Jobs fallen nicht vom Himmel

Arbeitsagentur meint: Mit dem „öffentlich geförderten Beschäftigungssektor“ (ÖBS) schafft Rot-Rot keine neuen Jobs. Stattdessen stehen andere Arbeitsbeschaffungsmaßnahmen auf dem Prüfstand

VON ANNA LEHMANN

Es fühlt sich einfach besser an: „Die Leute haben das Gefühl, sie sind wieder wer“, lobt der Geschäftsführer des Circus Cabuwazi, Klaus Memmert, den „öffentlich geförderten Beschäftigungssektor“ (ÖBS) des rot-roten Senats. In den sechs Zirkuszelten arbeiten bereits 20 ehemalige Ein-Euro-Jobber seit einigen Monaten als Trainer und Handwerker im öffentlich geförderten Beschäftigungssektor. Sie werden jetzt nach Tarif bezahlt und bekommen 1.300 Euro brutto. In dieser Woche gab die Senatorin für Arbeit, Heidi Knake-Werner (Die Linke), bekannt, dass Berlin 10.000 solcher Stellen bis 2010 einrichten will. Allerdings: Zusätzliche Arbeitsplätze werden dadurch nicht geschaffen.

„Durch diese Stellen wird die Maßnahmenzahl im öffentlichen Sektor nicht steigen“, stellte die Geschäftsführerin des Jobcenters Lichtenberg, Hannelore Mouton, am Freitag klar. Vielmehr könnten andere Stellen wegfallen, die bisher aus Mitteln der Arbeitsagenturen bezahlt werden – etwa Stellen, die als Arbeitsbeschaffungsmaßnahme gelten. „Die ABM ist durch die neue Maßnahme auf den Prüfstand geraten“, meint Mouton. In Berlin arbeiteten im März dieses Jahres rund 7.350 Menschen in solchen Arbeitsbeschaffungsmaßnahmen.

Dass die Jobcenter ihre Mittel zunächst umverteilen müssen, bestätigt auch der Sprecher der Agentur für Arbeit, Olaf Möller: „Zur Verfügung steht nur das Geld, welches schon verteilt wurde.“ Mit zusätzlichen Mitteln sei in diesem Jahr nicht mehr zu rechnen. Der Etat für 2008 stehe noch nicht fest.

Doch nicht nur bei ABM muss neu gerechnet werden. Auch eine weitere Maßnahme kann ersetzt werden, meinte Knake-Werner am Mittwoch: „Der ÖBS ist eine echte Alternative zu den perspektivlosen Ein-Euro-Jobs“. In Berlin verdienen sich derzeit mehr als 35.000 Menschen ein Zubrot als sogenannte 1-Euro-Jobber. Über 200.000 Langzeitarbeitslose sind Hartz-IV-Empfänger. Weitere 250.000 Menschen beziehen Hartz IV, arbeiten aber nebenbei und gelten nicht als arbeitslos.

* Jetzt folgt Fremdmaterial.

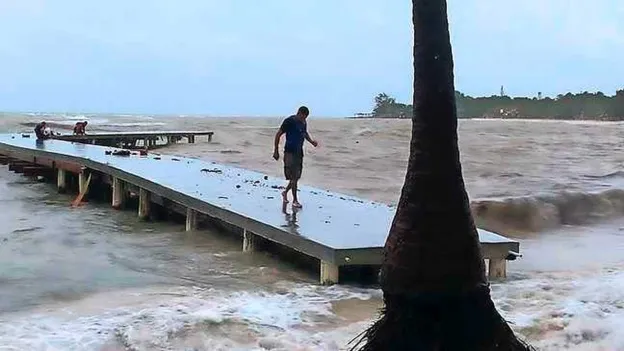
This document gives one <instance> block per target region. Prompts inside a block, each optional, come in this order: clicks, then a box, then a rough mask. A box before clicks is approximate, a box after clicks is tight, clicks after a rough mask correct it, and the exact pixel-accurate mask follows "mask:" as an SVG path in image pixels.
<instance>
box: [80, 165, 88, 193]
mask: <svg viewBox="0 0 624 351" xmlns="http://www.w3.org/2000/svg"><path fill="white" fill-rule="evenodd" d="M88 176H89V172H88V171H87V170H86V169H85V170H83V171H82V172H80V173H78V193H79V194H84V195H83V196H86V195H87V194H88V192H89V184H88V183H87V177H88Z"/></svg>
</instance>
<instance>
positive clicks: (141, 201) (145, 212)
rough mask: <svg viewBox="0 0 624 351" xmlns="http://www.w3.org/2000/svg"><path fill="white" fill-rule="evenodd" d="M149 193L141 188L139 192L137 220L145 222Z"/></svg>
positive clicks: (147, 208) (148, 204)
mask: <svg viewBox="0 0 624 351" xmlns="http://www.w3.org/2000/svg"><path fill="white" fill-rule="evenodd" d="M150 201H151V200H150V193H149V191H147V190H145V189H143V188H141V189H140V190H139V218H140V219H143V220H146V219H148V218H149V214H150Z"/></svg>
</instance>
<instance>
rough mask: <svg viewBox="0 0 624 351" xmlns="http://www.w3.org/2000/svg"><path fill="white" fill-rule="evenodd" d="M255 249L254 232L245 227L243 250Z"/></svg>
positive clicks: (243, 231) (243, 241)
mask: <svg viewBox="0 0 624 351" xmlns="http://www.w3.org/2000/svg"><path fill="white" fill-rule="evenodd" d="M254 250H255V243H254V234H253V233H252V232H249V231H247V229H243V252H251V251H254Z"/></svg>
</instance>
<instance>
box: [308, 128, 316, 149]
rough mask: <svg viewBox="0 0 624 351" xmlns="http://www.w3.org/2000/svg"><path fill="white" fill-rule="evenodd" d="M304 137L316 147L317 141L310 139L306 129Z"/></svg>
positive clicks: (312, 139) (311, 137) (310, 137)
mask: <svg viewBox="0 0 624 351" xmlns="http://www.w3.org/2000/svg"><path fill="white" fill-rule="evenodd" d="M305 137H306V140H307V141H308V142H309V143H310V144H312V145H314V147H317V146H318V142H317V141H316V140H314V139H312V137H311V136H310V133H308V132H307V131H306V135H305Z"/></svg>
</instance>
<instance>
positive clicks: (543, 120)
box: [459, 117, 624, 125]
mask: <svg viewBox="0 0 624 351" xmlns="http://www.w3.org/2000/svg"><path fill="white" fill-rule="evenodd" d="M459 121H460V123H461V121H476V122H530V123H558V124H559V123H566V124H581V125H605V124H624V121H598V120H573V119H547V118H544V119H539V118H483V117H478V118H461V119H459Z"/></svg>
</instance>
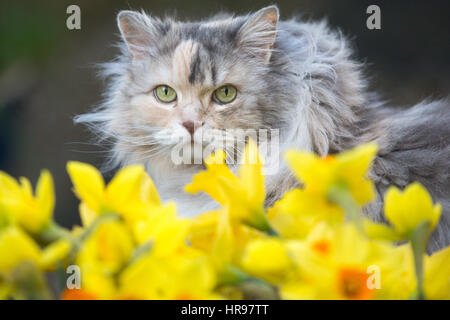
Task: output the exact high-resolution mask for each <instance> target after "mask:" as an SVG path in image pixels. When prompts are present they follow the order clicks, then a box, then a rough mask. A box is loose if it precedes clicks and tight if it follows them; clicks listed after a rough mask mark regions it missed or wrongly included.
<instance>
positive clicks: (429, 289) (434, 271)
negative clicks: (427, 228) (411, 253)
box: [424, 247, 450, 300]
mask: <svg viewBox="0 0 450 320" xmlns="http://www.w3.org/2000/svg"><path fill="white" fill-rule="evenodd" d="M424 290H425V297H426V298H427V299H431V300H449V299H450V247H447V248H445V249H442V250H440V251H438V252H435V253H434V254H433V255H431V256H428V257H426V259H425V285H424Z"/></svg>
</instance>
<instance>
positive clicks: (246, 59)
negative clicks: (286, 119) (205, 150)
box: [110, 7, 282, 160]
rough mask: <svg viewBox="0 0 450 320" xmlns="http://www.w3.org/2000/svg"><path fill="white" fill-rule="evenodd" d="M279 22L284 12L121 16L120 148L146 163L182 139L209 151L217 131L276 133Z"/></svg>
mask: <svg viewBox="0 0 450 320" xmlns="http://www.w3.org/2000/svg"><path fill="white" fill-rule="evenodd" d="M277 22H278V10H277V8H276V7H268V8H265V9H263V10H260V11H259V12H257V13H256V14H253V15H251V16H248V17H239V18H234V19H233V18H228V17H226V18H222V19H215V20H213V21H208V22H200V23H182V22H175V21H172V20H165V21H161V20H158V19H154V18H151V17H149V16H148V15H145V14H141V13H137V12H132V11H123V12H121V13H120V14H119V16H118V24H119V28H120V31H121V34H122V37H123V40H124V43H125V44H126V45H127V47H126V49H127V50H125V56H126V61H127V64H126V68H125V72H124V75H122V81H121V82H120V84H119V86H118V88H116V89H117V92H116V93H115V99H116V100H117V102H116V105H115V112H116V116H115V117H114V120H113V121H111V124H110V126H111V127H112V130H113V131H114V135H115V137H116V139H117V145H116V147H117V148H123V149H124V150H123V152H129V153H134V154H135V155H134V158H135V159H134V160H145V159H146V157H151V156H152V155H155V154H159V155H161V154H166V155H168V154H170V153H171V149H173V147H174V146H175V145H179V144H180V142H181V143H184V145H189V146H193V145H201V146H202V147H204V146H205V142H211V141H212V140H211V132H213V133H214V132H217V131H216V130H230V129H243V130H247V129H261V128H273V127H274V126H275V124H276V123H277V122H278V120H277V115H276V110H275V111H274V110H273V108H274V106H273V104H274V103H275V102H276V97H277V91H280V92H281V91H282V88H277V85H276V84H275V83H270V81H268V77H267V75H268V73H270V72H272V71H273V70H271V66H270V59H271V55H272V52H273V47H274V43H275V40H276V31H277ZM226 137H227V139H228V138H231V139H237V140H239V139H240V138H239V137H237V136H235V135H234V134H233V133H231V135H230V133H229V131H228V134H227V136H226ZM222 142H223V141H221V143H222ZM217 147H223V144H221V145H218V146H217ZM225 149H226V147H225ZM226 151H227V150H226Z"/></svg>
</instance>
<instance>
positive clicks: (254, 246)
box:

„Wir wissen, dass man damit nicht die Arbeitslosigkeit abschafft, uns geht es um Perspektiven für Langzeitarbeitslose“, verteidigt am Freitag eine Sprecherin der Senatorin. Der öffentlich geförderte Beschäftigungssektor soll Langzeitarbeitslosen eine Arbeit geben, die kein Arbeitgeber einstellen will, etwa weil sie behindert oder älter sind. Sie sollen gemeinnützige und zusätzliche Tätigkeiten verrichten, etwa Senioren zum Arzt begleiten.

Drei Viertel des „Lohns“ bezahlt der Bund, der im Rahmen des Programms „Jobperspektive“ in den nächsten drei Jahren 100.000 sozialversicherungspflichtige Jobs schaffen will. Arbeitsminister Franz Müntefering (SPD) plant 2008 für diese und andere Eingliederungsmaßnahmen 1 Milliarde Euro zusätzlich.

Den öffentlich geförderten Beschäftigungssektor hat die Linkspartei in den Koalitionsvertrag schreiben lassen. Freilich schwebte ihr dabei vor, Hartz IV in Lohn zu verwandeln und so eine kostenneutrale Jobmaschine nach Berlin zu bringen. Dieses Ansinnen scheiterte aber im Bundesrat. Stattdessen schießt die Stadt über 80 Millionen Euro in den nächsten drei Jahren zu.